Many of the best stories involving the Big Ten and recruiting rankings in recent years have centered on how teams or players defied the star system.
There were former walk-ons like Jack Conklin and Carl Nassib who went on to become All-Americans, or lightly recruited guys like J.J. Watt and Darqueze Dennard who blossomed into superstars. Programs like Wisconsin and Iowa earn praise for developing overlooked prospects into all-conference gems while consistently outperforming the recruiting gurus' expectations. Michigan State built a powerhouse by smartly evaluating and then coaching up two- and three-star recruits into studs, though the Spartans have spent more time in the blue-chip waters lately.
These are fun stories of persistence and hard work. Admirable ones, even. They might lead you into wanting to ignore the hype of National Signing Day or pretending the rankings that will be finalized on Wednesday aren’t worth anything.
Unfortunately, that’s not reality. Recruiting rankings do matter, at least if you want your team to compete at the truly elite echelon. So this week is vitally important for the Big Ten. The good news is, there are some encouraging trends developing.
As of Tuesday morning, four Big Ten teams ranked among ESPN's top 20 classes for 2016: No. 2 Ohio State, No. 5 Michigan, No. 13 Penn State and No. 19 Michigan State. If that holds, it would be the first time the league has had four Top 20 classes since ESPN Recruiting has been keeping track.

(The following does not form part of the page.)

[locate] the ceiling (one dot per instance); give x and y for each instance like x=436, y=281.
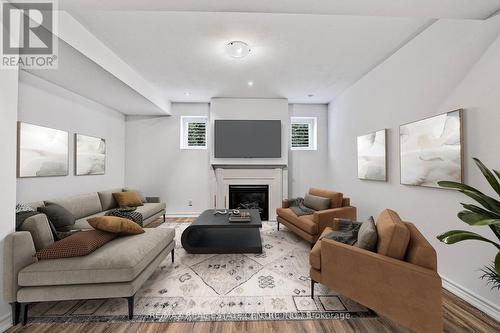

To understand why that matters, you have to look no farther than this year’s College Football Playoff. The national championship game between Clemson and Alabama was, as much as anything, a validation of recruiting rankings. Both teams have been loading up with star-studded classes among the nation’s very best for the past several years, and the depth and breadth of talent on the field that Monday night in Arizona certainly showed.
Or just go back to last year’s playoff. Ohio State won it all thanks in large part to a core of players from the 2013 recruiting class. ESPN ranked that group third nationally, but a re-ranking would likely put those Buckeyes at No. 1. It included such stars as Joey Bosa, Ezekiel Elliott, Vonn Bell, Eli Apple, Jalin Marshall and Darron Lee, all of whom are headed to the NFL draft this spring. (J.T. Barrett and Dontre Wilson are still sticking around in Columbus).
You don’t have to finish first in recruiting to finish No. 1 on the field, but you’d better at least be near the top. As FoxSports.com’s Stewart Mandel writes, the leaders in class rankings have all but mirrored the final rankings. The 2000 Oklahoma team is the only national champion since at least 1993 not to have had at least one top 10 recruiting class in the three seasons before its championship, and many of the title winners were powered by multiple top 5 classes.
That’s why Michigan fans should be (and are) giddy about the recruiting mojo that Jim Harbaugh has brought. Yes, some of his antics are silly, and yes, some of his tactics -- like dropping kids who had long been committed -- are more than a little distasteful. They are also necessary in the cutthroat world of recruiting. The moral high road might bring more honor. But that path does not lead toward victory against Alabama.
Harbaugh still has a chance to land No. 1 overall recruit Rashan Gary. If so, that would give the Wolverines the top recruit in the 2016 class and the No. 2 recruit in 2014 (Jabrill Peppers) on the same roster. That’s not a bad place to start.
Harbaugh, like Urban Meyer and James Franklin before him, added some aggressiveness to the Big Ten recruiting scene. The rest of the league has been forced to catch up, and like it or not, that’s the only way to keep pace with the SEC. Michigan State has been one of the few programs to reach the rarefied air of the sport without dominating the recruiting rankings in recent years, but even the Spartans are moving up in that world. They have gone from having the No. 29 class in both 2014 and 2015 to a Top 20 class right now. The semifinal loss to Alabama was a pretty clear indication that for as much great work as Mark Dantonio has already done, even more top-shelf talent is needed.
The Big Ten is never going to outshine the SEC on the recruiting scorecard -- that’s a function of geography. But it can’t afford to get blown out on signing day and still expect to fare differently on New Year’s Day. Luckily for the league, several of its programs should finish well on Wednesday. That’s the best kind of recruiting story the Big Ten can author.